Histoire, mémoire et justice relèvent de trois logiques distinctes. Si elle est une forme d'évocation du passé, la mémoire renvoie surtout à un «vécu» qui à la fois trie les souvenirs, en choisit certains en les mythifiant, et fonde une identité. L'histoire est à l'inverse une construction «savante» fondée sur un discours critique qui impose une sélection des faits et vise une connaissance qui repose sur un récit structuré. Quant à la justice, elle n'est en principe là que pour condamner des crimes et délits de personnes physiques, vivantes et tombant sous le coup de lois élaborées dans un cadre démocratique. Mais, dans une situation aussi inédite que la période de transition, il arrive que ces trois logiques convergent pour aider les sociétés à prendre un nouveau départ. Elles peuvent aussi diverger sous l'effet de puissantes pressions politiques intérieures et extérieures spécifiques à chaque pays sortant d'un régime communiste. Nous voudrions donc ici esquisser un tableau d'ensemble de l'évolution de la vision du communisme depuis un quart de siècle, à travers mémoire et histoire.
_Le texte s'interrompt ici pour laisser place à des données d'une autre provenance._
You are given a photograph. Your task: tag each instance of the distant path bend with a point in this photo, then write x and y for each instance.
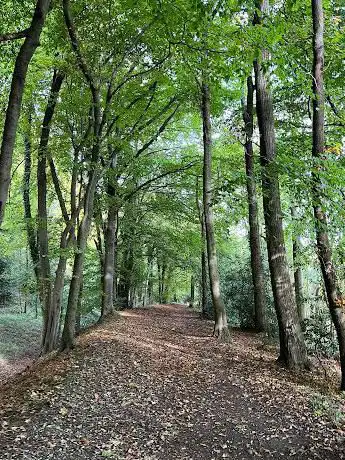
(155, 385)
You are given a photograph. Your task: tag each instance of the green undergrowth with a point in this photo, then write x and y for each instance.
(19, 335)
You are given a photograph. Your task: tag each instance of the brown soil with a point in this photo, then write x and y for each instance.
(154, 385)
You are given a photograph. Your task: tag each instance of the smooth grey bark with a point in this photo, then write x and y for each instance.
(253, 219)
(30, 225)
(23, 59)
(50, 303)
(110, 237)
(109, 260)
(293, 353)
(297, 272)
(336, 301)
(221, 329)
(68, 333)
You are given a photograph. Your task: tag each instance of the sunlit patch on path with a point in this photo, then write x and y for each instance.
(155, 385)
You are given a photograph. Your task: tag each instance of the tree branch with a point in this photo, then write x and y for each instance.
(14, 35)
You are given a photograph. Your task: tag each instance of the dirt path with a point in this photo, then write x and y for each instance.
(154, 385)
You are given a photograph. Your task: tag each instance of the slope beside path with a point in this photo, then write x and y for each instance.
(153, 385)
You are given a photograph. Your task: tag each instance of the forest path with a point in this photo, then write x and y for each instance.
(154, 385)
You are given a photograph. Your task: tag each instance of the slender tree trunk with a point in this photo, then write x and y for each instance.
(254, 228)
(221, 329)
(109, 261)
(192, 292)
(298, 277)
(205, 310)
(150, 276)
(68, 333)
(110, 236)
(25, 54)
(292, 347)
(160, 283)
(335, 298)
(30, 225)
(50, 314)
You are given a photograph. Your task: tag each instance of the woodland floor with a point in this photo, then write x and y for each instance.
(154, 385)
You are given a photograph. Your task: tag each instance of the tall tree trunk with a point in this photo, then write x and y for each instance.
(25, 54)
(30, 225)
(297, 272)
(109, 261)
(254, 228)
(150, 275)
(50, 315)
(292, 347)
(205, 310)
(221, 329)
(334, 296)
(192, 292)
(110, 236)
(68, 333)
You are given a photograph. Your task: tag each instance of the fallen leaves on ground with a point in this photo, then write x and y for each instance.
(155, 385)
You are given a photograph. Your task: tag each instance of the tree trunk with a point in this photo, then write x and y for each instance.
(150, 276)
(298, 277)
(109, 261)
(221, 329)
(292, 347)
(335, 299)
(192, 292)
(30, 225)
(254, 228)
(25, 54)
(68, 333)
(49, 300)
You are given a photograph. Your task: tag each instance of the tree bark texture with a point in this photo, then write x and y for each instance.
(221, 329)
(50, 313)
(335, 298)
(293, 352)
(23, 59)
(253, 219)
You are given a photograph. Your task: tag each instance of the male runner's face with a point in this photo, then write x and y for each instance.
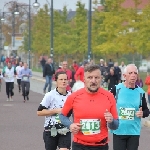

LE TRIOMPHE DE LA MÉMOIRE COMMUNISTE

À la sortie de la Deuxième Guerre mondiale, le triomphe militaire de l'URSS a permis au mouvement communiste international de forger une puissante mémoire, commune à tous les partis communistes, qu'ils se soient ou non emparés du pouvoir, et mise en forme de manière systématique. Elle était relayée par des moyens de propagande gigantesques - journaux, revues, livres, films, etc. - et surtout par la création et la mise en scène de lieux de mémoire à la gloire de chefs et militants communistes morts ou même vivants : pose de plaques, baptême de rues, de places, de stations de métro et même de villes, érection de statues et de monuments, et surtout cérémonies ritualisées destinées à faire vibrer cette mémoire glorieuse, tant dans sa dimension héroïque que martyrologique. Cette puissante mémoire était le fruit d'une construction cohérente qui instituait une continuité révolutionnaire censée définir le camp du Peuple, de la Paix, de la Démocratie et du Communisme, bref du Bien.
Comme une matriochka, cette mémoire comprenait cinq éléments principaux étroitement imbriqués et ajustés. Le premier renvoyait aux sources du communisme du XXe siècle : la révolution d'Octobre - «le charme universel d'Octobre» disait François Furet -, incarnée par Lénine, un personnage qui était à lui seul un lieu de mémoire emblématique.